Pakistan Tehreek-e-Insaf, an opposition party chaired by the former national cricket team captain Imran Khan, sharply criticized the government’s plan, which it called a “quixotic scheme” that would do little to solve the country’s energy quagmire.
“The whole formula is based around conserving available electricity and no sound plan has been unveiled about generation of additional power,” PTI said in a statement. “Once again the hapless masses shall bear the brunt of this impracticable formula of energy conservation.”
At least when it comes to energy conservation, the government has been thorough.
Neon signs, electronic billboards, illuminations and “unnecessary” lights are banned.
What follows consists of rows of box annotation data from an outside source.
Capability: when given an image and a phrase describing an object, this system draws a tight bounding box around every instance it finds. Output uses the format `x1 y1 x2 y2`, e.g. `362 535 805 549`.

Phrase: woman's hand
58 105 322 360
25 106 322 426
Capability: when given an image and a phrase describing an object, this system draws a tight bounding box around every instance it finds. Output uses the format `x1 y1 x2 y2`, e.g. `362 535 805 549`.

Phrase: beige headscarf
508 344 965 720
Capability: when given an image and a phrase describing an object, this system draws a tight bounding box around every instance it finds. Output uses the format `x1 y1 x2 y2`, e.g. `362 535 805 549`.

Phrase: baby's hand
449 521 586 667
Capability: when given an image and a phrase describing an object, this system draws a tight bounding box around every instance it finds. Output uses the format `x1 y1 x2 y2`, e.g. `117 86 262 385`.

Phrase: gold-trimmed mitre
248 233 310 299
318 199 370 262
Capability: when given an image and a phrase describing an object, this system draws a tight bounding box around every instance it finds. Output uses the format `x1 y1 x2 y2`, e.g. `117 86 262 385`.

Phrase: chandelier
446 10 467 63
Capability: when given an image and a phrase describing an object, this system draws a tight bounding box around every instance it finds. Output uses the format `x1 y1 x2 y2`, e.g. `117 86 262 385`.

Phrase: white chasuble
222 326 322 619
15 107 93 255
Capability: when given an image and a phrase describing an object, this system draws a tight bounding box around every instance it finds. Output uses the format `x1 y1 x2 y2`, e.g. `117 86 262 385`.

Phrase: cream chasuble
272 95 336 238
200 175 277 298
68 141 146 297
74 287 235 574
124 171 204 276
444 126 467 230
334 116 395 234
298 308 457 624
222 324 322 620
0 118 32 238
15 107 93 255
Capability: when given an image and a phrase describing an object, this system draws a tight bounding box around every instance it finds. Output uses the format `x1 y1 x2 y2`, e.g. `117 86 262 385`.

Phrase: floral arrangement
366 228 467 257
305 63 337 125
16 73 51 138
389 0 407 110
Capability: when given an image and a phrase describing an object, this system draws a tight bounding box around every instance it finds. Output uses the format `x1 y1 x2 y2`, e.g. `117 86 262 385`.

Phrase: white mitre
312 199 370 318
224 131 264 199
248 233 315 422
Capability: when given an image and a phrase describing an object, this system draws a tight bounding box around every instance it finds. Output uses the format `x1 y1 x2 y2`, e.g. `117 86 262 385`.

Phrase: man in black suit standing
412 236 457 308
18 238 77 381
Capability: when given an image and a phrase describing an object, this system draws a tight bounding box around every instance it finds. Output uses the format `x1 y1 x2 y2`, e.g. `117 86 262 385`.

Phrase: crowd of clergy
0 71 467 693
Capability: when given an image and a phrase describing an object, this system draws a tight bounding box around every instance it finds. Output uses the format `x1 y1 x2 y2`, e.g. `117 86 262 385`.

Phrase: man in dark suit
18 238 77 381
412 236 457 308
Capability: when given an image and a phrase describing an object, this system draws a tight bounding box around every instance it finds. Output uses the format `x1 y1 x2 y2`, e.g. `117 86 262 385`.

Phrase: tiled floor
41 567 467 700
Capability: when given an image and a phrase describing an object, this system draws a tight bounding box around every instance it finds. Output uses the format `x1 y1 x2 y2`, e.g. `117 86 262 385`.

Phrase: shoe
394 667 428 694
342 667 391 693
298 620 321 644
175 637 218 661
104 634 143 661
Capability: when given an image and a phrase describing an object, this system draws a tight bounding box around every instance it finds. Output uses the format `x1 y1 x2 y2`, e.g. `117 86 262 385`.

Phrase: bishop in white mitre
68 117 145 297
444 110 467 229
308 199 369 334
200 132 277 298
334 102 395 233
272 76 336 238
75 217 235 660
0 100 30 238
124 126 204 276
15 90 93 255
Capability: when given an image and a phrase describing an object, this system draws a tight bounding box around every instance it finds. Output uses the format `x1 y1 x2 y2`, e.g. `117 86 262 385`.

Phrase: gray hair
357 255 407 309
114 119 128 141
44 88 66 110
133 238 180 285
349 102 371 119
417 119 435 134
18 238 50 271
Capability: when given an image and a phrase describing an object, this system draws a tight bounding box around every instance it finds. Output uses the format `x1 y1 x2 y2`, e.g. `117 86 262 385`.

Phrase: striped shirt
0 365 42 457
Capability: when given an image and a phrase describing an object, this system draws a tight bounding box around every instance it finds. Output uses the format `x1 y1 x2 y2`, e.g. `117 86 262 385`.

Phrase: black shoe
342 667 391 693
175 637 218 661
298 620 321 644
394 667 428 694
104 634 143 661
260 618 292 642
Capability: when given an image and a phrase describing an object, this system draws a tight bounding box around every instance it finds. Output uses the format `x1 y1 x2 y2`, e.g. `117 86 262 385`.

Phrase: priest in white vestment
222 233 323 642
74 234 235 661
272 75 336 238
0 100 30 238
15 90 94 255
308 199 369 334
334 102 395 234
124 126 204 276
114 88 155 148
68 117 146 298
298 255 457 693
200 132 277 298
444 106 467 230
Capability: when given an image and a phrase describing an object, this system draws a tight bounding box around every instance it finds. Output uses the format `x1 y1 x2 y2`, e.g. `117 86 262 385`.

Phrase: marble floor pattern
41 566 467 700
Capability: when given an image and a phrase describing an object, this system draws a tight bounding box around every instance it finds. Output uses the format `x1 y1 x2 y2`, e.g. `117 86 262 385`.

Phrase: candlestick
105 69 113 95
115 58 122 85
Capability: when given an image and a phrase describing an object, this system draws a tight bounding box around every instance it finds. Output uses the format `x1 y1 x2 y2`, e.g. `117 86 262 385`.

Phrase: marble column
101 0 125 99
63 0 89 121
A second weekly holiday has been added for the public sector, and government offices may not use air conditioners before 11 a.m. All shops, except bakeries and pharmacies, may not stay open after 8 p.m., and every other streetlight will be switched off. Wedding parties, which tend to be elaborate celebrations here, will be kept under three hours.
One who is satisfied with the government’s strategy is Kashif Shabbir, the president of the Rawalpindi Chamber of Commerce and Industry. The city near the capital has been hit particularly hard by load-shedding with up to 18 hours of power cuts every day.
Shabbir acknowledged that the plan unveiled only addresses the short-term situation and that much remains to be done to secure adequate energy capacity, but he said this is a good first step toward solving the crisis.
“I’m being optimistic about this,” he said. “This is the only way forward.”